If inflation falls to the Fed’s targeted 2%, does that mean the cost of goods and services will start dropping across the board?
Unfortunately, as inflation reaches that 2% level, prices are still rising but they will be rising more in line with what we have experienced over the last two decades. Some goods or services prices may actually fall, but it is likely that the price increases we have experienced are here to stay unless we have a severe recession. The good news is that once we adjust our mindset to the new higher prices, we should see price increases that feel more normal to us.
Is there anything good about inflation?
Some inflation is necessary for the labor market to run smoothly and for the easier conduct of monetary policy. If the Fed’s target rate of inflation was zero, then conducting effective monetary policy would be more difficult, and we might find the U.S. economy would experience more volatility, as it did in the pre-World War II era.
It’s always a treat to hear you on Marketplace. Why is it important for you, your students, and Lafayette to be a frequent guest on the program?

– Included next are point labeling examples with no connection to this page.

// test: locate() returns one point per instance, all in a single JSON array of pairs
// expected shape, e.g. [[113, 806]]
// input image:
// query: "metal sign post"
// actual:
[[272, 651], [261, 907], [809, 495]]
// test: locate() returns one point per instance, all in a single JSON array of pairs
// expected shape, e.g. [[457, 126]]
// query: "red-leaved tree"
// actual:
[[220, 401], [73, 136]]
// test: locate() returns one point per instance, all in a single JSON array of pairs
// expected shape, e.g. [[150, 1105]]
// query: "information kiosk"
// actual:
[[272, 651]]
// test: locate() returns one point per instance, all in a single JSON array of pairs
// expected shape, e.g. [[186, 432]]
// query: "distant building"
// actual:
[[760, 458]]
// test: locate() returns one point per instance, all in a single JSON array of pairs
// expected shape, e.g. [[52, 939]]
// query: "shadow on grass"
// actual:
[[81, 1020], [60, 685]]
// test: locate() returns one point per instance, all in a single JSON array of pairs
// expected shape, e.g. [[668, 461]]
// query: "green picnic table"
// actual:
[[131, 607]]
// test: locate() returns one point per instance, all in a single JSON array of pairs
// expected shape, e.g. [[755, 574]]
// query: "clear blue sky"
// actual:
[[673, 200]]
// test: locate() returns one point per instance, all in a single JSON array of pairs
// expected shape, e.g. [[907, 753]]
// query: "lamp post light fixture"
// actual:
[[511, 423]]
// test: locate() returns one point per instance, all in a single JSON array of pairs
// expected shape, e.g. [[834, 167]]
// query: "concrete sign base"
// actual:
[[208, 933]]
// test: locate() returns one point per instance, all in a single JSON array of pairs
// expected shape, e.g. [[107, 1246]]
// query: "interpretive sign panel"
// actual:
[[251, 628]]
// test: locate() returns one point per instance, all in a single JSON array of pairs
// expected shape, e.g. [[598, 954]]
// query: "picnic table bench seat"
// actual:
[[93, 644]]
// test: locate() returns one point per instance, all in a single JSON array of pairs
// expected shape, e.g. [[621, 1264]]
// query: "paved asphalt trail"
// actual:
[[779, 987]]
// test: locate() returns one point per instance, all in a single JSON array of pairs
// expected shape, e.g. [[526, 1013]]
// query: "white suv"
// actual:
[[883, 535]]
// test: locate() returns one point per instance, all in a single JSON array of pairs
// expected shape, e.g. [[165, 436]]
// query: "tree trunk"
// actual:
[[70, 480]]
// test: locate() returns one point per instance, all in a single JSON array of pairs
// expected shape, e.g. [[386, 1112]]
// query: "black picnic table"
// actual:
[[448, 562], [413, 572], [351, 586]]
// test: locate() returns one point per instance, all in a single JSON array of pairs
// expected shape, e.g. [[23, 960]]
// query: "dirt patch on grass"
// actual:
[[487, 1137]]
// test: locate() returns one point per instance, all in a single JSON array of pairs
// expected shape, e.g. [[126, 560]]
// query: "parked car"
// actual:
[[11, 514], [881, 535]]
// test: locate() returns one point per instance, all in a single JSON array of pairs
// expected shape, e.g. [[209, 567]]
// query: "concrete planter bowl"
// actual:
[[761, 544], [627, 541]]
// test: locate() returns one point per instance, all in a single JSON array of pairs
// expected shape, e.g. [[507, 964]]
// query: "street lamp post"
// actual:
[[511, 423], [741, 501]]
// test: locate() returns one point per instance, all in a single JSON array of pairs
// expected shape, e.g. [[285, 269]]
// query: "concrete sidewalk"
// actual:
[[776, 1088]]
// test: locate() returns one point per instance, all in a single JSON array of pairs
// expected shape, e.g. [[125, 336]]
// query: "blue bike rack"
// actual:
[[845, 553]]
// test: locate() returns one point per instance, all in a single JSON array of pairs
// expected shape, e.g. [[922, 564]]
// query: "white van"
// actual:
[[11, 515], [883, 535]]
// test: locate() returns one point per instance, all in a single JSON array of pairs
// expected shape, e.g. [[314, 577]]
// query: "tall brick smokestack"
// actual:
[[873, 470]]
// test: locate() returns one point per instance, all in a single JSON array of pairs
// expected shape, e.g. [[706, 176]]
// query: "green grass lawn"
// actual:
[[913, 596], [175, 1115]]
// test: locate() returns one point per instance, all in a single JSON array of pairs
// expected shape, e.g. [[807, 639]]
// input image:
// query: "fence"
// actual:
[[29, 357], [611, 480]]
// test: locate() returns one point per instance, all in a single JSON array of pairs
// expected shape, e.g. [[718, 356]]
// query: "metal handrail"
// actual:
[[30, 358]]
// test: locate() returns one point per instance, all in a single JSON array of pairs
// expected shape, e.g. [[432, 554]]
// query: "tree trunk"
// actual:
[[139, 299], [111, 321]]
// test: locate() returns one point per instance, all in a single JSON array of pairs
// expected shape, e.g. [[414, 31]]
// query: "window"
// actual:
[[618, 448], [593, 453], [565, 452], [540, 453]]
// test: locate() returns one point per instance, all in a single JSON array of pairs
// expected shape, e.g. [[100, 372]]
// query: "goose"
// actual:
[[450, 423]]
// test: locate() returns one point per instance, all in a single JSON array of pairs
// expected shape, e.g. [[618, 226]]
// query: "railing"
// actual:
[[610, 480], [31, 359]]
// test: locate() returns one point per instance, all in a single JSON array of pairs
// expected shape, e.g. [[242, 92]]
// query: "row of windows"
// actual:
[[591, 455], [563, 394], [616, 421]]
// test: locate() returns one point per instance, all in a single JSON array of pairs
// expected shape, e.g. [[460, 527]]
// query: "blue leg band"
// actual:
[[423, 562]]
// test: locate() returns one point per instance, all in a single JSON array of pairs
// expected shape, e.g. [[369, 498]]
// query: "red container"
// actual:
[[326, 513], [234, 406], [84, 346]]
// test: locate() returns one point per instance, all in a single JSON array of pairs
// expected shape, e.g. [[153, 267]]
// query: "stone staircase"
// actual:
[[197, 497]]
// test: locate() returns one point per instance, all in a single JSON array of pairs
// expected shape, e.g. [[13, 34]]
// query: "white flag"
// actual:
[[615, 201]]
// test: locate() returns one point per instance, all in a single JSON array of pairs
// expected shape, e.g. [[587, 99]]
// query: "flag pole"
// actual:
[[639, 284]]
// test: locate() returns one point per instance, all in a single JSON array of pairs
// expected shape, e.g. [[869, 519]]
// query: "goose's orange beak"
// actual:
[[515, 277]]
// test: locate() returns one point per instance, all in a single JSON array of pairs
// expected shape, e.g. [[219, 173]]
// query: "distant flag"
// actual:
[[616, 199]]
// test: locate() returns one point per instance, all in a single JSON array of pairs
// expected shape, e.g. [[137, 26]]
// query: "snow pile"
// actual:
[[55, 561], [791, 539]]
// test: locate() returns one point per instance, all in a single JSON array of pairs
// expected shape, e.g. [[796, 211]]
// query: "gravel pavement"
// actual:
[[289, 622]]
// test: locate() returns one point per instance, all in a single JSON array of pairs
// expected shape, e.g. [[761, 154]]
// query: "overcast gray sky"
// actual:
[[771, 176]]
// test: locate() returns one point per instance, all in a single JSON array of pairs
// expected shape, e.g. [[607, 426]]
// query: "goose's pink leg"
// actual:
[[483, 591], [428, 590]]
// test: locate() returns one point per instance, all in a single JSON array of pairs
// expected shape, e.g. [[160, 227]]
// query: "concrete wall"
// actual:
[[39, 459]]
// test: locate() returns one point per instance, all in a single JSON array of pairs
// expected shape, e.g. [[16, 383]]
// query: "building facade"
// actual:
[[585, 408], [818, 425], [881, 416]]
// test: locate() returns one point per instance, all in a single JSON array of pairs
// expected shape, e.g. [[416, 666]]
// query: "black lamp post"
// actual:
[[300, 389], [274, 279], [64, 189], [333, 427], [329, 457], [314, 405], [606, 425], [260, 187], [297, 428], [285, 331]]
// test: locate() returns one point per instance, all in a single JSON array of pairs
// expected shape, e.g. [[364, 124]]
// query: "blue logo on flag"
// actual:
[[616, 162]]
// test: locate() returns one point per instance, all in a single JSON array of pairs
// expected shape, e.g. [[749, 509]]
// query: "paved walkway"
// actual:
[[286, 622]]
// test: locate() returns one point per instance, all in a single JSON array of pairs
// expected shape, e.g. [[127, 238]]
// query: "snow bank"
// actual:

I love contributing to Marketplace because it allows me to reach a wide audience, including former students and alums. I have received emails afterward noting how excited they were to hear me and Lafayette mentioned on a national stage. Being a professor at a small liberal arts college is a wonderful job, but often people do not know or realize the expertise that the faculty at Lafayette have, and being on Marketplace gives me an opportunity to share that expertise with more than the Lafayette community.